Beyond the Clot: Novel Proteomic Markers Redefine Venous Thromboembolism Risk

Highlights

• Identification of 23 plasma proteins significantly associated with incident noncancer venous thromboembolism (VTE), 15 of which were previously unknown to the disease’s pathophysiology.
• Mendelian randomization (MR) provided evidence for a potential causal role of TIMD4 (T-cell immunoglobulin and mucin domain-containing protein 4) and suggestive causal roles for TIMP4 and Cystatin-C (CST3).
• The study highlights biological pathways including extracellular matrix (ECM) regulation, vascular senescence, and immune-vascular interactions as critical components of VTE risk.

Background: The Unmet Need in VTE Risk Stratification

Venous thromboembolism (VTE), encompassing deep vein thrombosis and pulmonary embolism, remains a major contributor to global cardiovascular morbidity and mortality. Despite decades of research into the Virchow’s triad—stasis, endothelial injury, and hypercoagulability—the underlying etiology of many incident VTE cases remains poorly understood. Current risk prediction models often rely on clinical factors and a limited set of established coagulation markers, which may fail to capture the complex molecular landscape preceding a thrombotic event.

Emerging high-throughput proteomic technologies offer a transformative opportunity to look beyond traditional clotting factors. By measuring thousands of proteins simultaneously, researchers can identify novel pathways that contribute to venous thrombosis, potentially uncovering new targets for prevention and therapeutic intervention. This study, published in Circulation, represents one of the most comprehensive efforts to date to map the proteomic architecture of VTE risk.

Study Design: A Multi-Cohort Proteomic Approach

To identify and validate novel biomarkers, the investigators utilized a multi-stage, longitudinal study design involving several prominent cohorts. The discovery and initial meta-analysis phase included data from the ARIC (Atherosclerosis Risk in Communities) study, the Cardiovascular Health Study (CHS), and the Multi-Ethnic Study of Atherosclerosis (MESA). The findings were subsequently replicated in the HUNT study (Trøndelag Health) and the UK Biobank (UKB).

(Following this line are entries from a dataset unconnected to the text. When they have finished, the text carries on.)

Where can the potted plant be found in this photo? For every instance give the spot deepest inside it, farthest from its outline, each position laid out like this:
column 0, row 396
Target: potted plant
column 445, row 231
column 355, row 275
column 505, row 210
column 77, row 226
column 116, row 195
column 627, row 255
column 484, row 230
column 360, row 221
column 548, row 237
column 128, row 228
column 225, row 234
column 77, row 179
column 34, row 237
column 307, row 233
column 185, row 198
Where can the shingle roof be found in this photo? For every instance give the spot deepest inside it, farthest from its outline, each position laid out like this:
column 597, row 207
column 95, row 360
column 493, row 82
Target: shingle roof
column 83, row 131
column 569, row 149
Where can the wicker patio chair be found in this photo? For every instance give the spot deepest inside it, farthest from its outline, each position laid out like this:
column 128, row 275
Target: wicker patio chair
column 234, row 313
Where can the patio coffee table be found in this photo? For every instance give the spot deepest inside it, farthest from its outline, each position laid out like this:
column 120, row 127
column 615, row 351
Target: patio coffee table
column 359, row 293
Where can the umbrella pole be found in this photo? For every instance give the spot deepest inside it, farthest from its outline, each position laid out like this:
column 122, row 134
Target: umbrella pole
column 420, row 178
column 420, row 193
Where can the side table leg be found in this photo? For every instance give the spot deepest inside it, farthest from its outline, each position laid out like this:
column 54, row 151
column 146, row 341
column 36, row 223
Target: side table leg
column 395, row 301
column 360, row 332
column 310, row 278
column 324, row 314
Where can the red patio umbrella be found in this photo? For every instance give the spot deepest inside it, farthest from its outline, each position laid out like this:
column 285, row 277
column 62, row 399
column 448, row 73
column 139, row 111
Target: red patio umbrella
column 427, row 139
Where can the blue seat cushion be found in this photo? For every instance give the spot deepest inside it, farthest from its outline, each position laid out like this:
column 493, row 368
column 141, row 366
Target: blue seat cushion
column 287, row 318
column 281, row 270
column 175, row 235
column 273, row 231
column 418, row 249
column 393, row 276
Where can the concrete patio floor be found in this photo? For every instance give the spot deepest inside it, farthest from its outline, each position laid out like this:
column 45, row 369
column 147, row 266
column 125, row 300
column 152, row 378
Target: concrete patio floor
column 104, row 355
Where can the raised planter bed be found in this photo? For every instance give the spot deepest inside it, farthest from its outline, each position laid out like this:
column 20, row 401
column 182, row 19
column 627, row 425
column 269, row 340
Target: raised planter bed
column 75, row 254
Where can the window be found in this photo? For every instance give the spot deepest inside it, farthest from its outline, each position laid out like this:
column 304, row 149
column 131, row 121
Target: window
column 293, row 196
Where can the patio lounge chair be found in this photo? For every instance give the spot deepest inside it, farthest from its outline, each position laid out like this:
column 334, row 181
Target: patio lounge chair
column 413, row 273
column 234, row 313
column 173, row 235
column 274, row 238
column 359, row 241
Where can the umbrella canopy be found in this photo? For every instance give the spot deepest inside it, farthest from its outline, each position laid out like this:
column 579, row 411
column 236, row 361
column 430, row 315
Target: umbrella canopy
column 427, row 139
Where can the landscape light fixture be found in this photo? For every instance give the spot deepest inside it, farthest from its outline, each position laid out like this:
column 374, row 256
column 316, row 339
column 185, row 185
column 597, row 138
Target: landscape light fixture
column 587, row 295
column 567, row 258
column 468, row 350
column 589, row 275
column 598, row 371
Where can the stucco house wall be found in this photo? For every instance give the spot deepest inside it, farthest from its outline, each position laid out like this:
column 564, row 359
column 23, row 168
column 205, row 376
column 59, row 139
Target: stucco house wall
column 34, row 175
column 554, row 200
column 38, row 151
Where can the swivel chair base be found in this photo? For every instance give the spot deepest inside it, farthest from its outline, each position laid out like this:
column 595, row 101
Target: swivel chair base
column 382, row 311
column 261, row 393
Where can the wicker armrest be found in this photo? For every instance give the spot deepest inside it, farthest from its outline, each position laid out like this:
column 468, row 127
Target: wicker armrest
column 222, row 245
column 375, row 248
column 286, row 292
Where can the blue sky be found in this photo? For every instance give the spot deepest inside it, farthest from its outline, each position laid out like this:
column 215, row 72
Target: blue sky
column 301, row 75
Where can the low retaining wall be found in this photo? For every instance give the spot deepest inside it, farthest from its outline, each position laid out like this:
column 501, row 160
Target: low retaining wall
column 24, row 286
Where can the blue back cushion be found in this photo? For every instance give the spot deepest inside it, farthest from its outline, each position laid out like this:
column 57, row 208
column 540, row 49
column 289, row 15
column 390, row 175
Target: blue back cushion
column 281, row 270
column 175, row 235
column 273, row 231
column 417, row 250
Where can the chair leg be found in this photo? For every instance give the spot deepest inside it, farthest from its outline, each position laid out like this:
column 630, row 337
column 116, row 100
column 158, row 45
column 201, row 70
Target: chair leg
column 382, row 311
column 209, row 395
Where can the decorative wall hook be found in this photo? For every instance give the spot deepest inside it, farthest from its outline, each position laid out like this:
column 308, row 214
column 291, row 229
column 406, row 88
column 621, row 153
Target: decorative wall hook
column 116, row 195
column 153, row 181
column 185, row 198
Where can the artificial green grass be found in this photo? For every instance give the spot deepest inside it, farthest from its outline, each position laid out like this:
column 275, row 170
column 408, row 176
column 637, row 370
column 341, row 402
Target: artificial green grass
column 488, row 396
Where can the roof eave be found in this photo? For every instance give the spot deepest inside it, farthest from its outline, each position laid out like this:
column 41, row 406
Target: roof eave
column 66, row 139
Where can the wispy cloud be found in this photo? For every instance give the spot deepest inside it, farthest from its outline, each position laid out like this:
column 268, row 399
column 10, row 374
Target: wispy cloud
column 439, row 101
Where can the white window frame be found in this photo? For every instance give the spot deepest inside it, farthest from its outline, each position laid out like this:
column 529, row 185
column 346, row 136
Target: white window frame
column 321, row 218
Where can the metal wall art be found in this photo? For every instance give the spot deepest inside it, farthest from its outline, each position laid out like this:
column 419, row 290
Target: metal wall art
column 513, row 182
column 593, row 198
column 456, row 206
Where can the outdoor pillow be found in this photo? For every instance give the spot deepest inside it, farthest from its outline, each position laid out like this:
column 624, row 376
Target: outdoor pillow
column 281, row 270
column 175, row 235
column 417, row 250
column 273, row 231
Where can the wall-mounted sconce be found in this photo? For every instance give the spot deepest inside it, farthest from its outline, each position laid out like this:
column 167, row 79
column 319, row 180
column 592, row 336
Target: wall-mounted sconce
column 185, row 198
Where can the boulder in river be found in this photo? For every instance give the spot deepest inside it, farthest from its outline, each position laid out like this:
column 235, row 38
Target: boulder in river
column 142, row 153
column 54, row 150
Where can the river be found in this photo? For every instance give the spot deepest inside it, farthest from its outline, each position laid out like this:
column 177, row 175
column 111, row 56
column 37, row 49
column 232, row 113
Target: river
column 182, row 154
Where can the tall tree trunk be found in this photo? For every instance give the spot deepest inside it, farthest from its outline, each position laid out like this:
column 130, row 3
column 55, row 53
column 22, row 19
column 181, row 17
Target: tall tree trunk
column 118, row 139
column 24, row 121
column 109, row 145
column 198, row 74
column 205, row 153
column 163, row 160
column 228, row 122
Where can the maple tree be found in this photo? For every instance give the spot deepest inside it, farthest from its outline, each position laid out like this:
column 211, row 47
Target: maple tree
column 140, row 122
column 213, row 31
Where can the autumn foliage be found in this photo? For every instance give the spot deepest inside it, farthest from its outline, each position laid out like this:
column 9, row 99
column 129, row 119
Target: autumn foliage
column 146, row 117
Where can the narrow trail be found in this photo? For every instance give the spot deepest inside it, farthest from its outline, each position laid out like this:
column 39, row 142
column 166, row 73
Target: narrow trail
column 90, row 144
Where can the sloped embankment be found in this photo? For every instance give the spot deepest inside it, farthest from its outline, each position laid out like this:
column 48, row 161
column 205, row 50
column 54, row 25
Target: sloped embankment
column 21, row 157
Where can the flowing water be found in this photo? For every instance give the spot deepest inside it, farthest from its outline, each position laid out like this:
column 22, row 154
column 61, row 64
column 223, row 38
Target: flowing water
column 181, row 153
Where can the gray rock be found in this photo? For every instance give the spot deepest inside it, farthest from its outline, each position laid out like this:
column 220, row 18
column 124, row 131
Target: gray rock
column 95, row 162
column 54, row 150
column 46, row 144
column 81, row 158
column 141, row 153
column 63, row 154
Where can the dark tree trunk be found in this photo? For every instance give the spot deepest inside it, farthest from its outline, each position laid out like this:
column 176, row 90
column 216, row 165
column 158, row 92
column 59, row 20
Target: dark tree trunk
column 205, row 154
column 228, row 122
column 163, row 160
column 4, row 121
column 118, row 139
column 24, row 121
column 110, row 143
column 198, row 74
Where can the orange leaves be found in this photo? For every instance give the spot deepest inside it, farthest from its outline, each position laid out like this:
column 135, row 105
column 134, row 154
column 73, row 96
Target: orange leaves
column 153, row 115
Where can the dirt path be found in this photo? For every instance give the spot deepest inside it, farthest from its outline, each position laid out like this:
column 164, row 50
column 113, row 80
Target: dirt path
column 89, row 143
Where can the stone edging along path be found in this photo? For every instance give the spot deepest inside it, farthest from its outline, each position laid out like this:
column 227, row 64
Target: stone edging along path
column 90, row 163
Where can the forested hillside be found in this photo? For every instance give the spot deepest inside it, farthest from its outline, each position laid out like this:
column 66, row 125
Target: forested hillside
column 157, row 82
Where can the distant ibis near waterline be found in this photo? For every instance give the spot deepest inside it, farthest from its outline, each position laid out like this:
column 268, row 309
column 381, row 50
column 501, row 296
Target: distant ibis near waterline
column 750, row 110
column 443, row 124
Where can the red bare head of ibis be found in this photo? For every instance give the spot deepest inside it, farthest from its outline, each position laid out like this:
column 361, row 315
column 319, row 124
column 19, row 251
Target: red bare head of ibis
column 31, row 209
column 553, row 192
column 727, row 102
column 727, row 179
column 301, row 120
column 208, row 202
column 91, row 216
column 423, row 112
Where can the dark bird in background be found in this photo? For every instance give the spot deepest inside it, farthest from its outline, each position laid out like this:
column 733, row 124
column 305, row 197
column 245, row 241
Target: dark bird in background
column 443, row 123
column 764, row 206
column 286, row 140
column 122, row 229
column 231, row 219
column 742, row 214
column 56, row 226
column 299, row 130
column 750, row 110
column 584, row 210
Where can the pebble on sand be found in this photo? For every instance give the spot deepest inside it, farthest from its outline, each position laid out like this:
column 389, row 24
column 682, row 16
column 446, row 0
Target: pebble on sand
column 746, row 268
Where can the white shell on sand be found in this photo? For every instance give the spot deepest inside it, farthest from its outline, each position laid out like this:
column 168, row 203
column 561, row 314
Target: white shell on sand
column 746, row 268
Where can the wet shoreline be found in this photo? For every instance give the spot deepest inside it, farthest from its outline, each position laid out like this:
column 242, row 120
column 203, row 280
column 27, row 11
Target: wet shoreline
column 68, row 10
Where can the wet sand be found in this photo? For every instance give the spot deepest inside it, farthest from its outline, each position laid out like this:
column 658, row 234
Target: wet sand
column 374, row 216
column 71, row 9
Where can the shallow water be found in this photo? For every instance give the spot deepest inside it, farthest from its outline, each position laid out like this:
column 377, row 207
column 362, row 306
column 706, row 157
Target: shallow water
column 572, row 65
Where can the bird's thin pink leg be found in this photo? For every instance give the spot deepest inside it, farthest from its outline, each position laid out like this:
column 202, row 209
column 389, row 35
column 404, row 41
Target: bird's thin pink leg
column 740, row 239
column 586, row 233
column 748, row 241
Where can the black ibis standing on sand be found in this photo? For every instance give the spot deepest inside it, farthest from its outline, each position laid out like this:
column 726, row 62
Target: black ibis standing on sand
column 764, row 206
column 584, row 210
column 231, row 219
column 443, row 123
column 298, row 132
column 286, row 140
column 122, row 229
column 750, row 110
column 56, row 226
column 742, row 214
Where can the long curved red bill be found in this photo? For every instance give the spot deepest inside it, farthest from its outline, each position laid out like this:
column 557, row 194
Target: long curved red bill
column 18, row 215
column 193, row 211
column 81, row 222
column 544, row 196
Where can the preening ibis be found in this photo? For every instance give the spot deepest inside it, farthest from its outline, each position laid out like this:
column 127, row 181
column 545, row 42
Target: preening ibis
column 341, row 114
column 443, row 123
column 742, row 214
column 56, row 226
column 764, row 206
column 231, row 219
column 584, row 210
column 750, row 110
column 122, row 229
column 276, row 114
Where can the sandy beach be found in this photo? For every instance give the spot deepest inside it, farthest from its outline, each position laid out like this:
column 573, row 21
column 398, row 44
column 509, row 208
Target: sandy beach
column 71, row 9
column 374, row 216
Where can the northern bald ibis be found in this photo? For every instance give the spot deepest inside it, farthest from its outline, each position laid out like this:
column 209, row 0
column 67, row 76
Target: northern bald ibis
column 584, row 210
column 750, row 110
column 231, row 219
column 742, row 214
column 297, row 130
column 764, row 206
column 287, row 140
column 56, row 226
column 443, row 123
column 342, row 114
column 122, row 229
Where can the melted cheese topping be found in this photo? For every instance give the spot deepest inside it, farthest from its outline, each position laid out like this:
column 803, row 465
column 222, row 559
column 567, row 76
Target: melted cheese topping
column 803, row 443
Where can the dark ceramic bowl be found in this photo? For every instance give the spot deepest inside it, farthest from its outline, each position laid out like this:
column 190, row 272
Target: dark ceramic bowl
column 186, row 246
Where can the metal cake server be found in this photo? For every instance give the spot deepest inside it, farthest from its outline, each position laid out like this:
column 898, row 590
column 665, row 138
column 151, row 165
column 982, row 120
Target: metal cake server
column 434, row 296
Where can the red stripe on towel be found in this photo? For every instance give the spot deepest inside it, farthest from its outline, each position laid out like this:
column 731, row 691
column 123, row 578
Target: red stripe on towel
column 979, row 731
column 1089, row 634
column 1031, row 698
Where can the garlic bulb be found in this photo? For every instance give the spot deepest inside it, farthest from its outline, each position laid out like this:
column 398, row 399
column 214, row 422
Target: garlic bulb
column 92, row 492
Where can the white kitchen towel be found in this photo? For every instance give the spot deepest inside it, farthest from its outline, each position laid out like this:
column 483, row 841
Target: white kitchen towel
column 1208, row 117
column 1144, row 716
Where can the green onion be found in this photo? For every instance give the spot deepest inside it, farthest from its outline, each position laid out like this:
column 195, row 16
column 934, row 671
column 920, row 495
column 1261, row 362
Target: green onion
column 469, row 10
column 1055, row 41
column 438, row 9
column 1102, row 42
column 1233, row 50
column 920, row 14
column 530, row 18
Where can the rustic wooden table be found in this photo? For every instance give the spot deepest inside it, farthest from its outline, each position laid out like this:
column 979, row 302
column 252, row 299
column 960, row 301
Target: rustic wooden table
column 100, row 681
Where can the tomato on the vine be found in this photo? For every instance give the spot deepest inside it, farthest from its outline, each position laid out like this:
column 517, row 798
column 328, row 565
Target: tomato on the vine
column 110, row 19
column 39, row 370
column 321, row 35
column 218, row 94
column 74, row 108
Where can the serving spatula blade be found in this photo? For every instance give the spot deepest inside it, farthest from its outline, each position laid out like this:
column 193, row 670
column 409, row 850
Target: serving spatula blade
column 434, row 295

The total study population comprised 20,737 participants in the discovery and HUNT cohorts, with a maximum follow-up ranging from 10 to 29 years. During this period, 1,371 incident noncancer VTE events occurred. Plasma protein levels were measured at baseline using the SomaScan platform (measuring approximately 5,000 to 7,000 proteins). External replication in the UK Biobank (n=39,097; 783 VTE events) utilized the Olink proteomics platform, providing a cross-platform validation of the findings.

Statistical analysis involved Cox proportional hazards regression to estimate associations between baseline protein levels and future VTE risk, adjusted for age, sex, race, and other clinical covariates. Furthermore, Mendelian randomization (MR) was employed to assess whether the identified proteins were likely to be causally linked to VTE rather than being mere bystanders or markers of subclinical disease.

Key Findings: Novel Markers and Biological Pathways

The meta-analysis of the ARIC, CHS, and MESA cohorts, followed by replication in the HUNT study, identified 23 proteins significantly associated with VTE risk. Of these, 15 proteins were identified as novel markers for VTE. Three of these novel markers—transgelin, sushi, von Willebrand factor type A, EGF and pentraxin domain-containing protein 1 (SVEP1), and metalloproteinase inhibitor 4 (TIMP4)—exceeded the rigorous Bonferroni-corrected significance threshold in the HUNT cohort.

Validation in the UK Biobank further strengthened these findings. Of the 16 proteins from the top list that were available on the Olink panel, 11 were successfully replicated. The consistency across different proteomic platforms (SomaScan and Olink) and diverse populations underscores the robustness of these biomarkers.

Biological Significance of Identified Proteins

The identified proteins point toward several biological processes that have traditionally been considered peripheral to VTE pathophysiology:

• Extracellular Matrix (ECM) Regulation:

  Proteins like TIMP4 and SVEP1 are involved in the maintenance and remodeling of the vessel wall. Alterations in ECM homeostasis may predispose veins to structural weaknesses or inflammatory changes that facilitate thrombus formation.

• Immunity and Efferocytosis:

  TIMD4 is a key receptor involved in the clearance of apoptotic cells (efferocytosis). Impaired clearance of dead cells can promote a pro-inflammatory environment within the vasculature, a known trigger for thrombosis.

• Vascular Senescence:

  Cystatin-C (CST3), a marker often associated with renal function, also serves as a marker of vascular aging and systemic inflammation, both of which are risk factors for venous events.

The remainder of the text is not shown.